I work on theoretical models of biological systems and their application to real-world data.
I am an advocate of Bayesian non-parametric models such as Dirichlet processes and Gaussian processes. I also have a background in biological sequence analysis, in particular locating transcription factor binding sites and inferring motifs that represent their binding preferences. More recently I have applied deep convolutional networks to genomic sequences to predict epigenetic marks.
In terms of applications, I mainly work with transcriptome data, most recently this has been single-cell expression data in developmental systems and also with transcription binding location data (e.g. ChIP-seq). I am interested in using these data to infer genetic regulatory networks.
Projection layers for deep models of genomic sequence
Deep convolutional neural network models of genomic sequence capture transcription factor binding sites and other sequence features using convolutional features in their initial layer. Typically hundreds or thousands of filters are necessary for optimal predictive performance. Thus the output of the initial layer is often high-dimensional and sparse. We designed and evaluated projection layers, a method to project these internal sparse high-dimensional features into lower-dimensional dense representations. We found they improved performance and training times, suggesting they could be widely useful in this context (bioRxiv preprint).
Clusternomics: integrative clustering
In genomics we frequently have information about our samples of interest from many different contexts. For example in cancer genomics, we may have gene expression, DNA methylation, micro-RNA expression and copy number variation measurements. Integrative clustering combines data from multiple contexts and suggests one overall clustering that is shared across all the contexts. Most integrative clustering models assume there is one overall clustering shared amongst the contexts and any deviations from this are more-or-less random noise. We explored the idea that there may be more complex relationships between the clusters in each context. (PLoS Comp Bio paper).

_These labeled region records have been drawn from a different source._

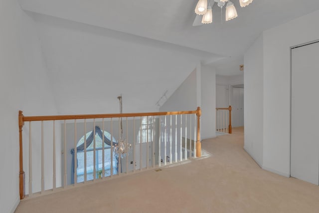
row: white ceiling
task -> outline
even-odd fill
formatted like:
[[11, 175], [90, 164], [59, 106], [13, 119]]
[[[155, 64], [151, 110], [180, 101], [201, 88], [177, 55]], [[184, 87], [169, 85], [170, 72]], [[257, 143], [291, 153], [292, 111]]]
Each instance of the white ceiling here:
[[193, 27], [197, 0], [19, 0], [33, 12], [64, 114], [117, 112], [120, 93], [125, 112], [126, 105], [154, 111], [199, 61], [219, 75], [242, 74], [243, 55], [263, 30], [319, 9], [318, 0], [254, 0], [244, 8], [233, 0], [237, 18], [221, 23], [215, 5], [215, 22]]
[[[43, 57], [61, 114], [156, 111], [208, 52], [38, 13]], [[129, 106], [129, 109], [127, 106]]]
[[197, 0], [19, 0], [25, 10], [98, 26], [226, 57], [242, 55], [264, 30], [319, 9], [319, 1], [254, 0], [238, 17], [193, 27]]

Ordering single cells in pseudotime
Many single cell experiments take samples at a handful of time points within a biological process. Unfortunately individual cells may progress through the process at different rates and this can confound any analysis of the data. In this project we modelled this effect using a latent variable Gaussian process model and inferred latent pseudotime variables to place each cell on a trajectory within the process. Downstream analyses of the data are more effective when these pseudotimes are estimated well (Bioinformatics paper).
Efficient motif finding using suffix trees
Transcriptional regulation is an important mechanism that cells use to control gene expression. Unfortunately determining transcription factor binding preferences (motifs) from location data is a challenging problem. In particular experimental techniques have progressed rapidly and generate more data than state-of-the-art motif finding techniques can handle. We used a branch-and-bound approximation to significantly speed up one of the most popular motif finding methods (expectation-maximisation). This work was published in Nucleic Acids Research.
Transcription factors do not act in isolation. Strong evidence suggests that many regulatory networks rely on combinatorial control via sets of transcription factors working together. We applied a hierarchical Dirichlet process document-topic model that is well studied in the machine learning literature to noisy data of predicted transcription factor binding sites throughout the regulatory genome. This model revealed this combinatorial structure in the form of transcriptional programs. In this application the transcriptional programs are analagous to topics in the original machine learning application (BMC Bioinformatics paper).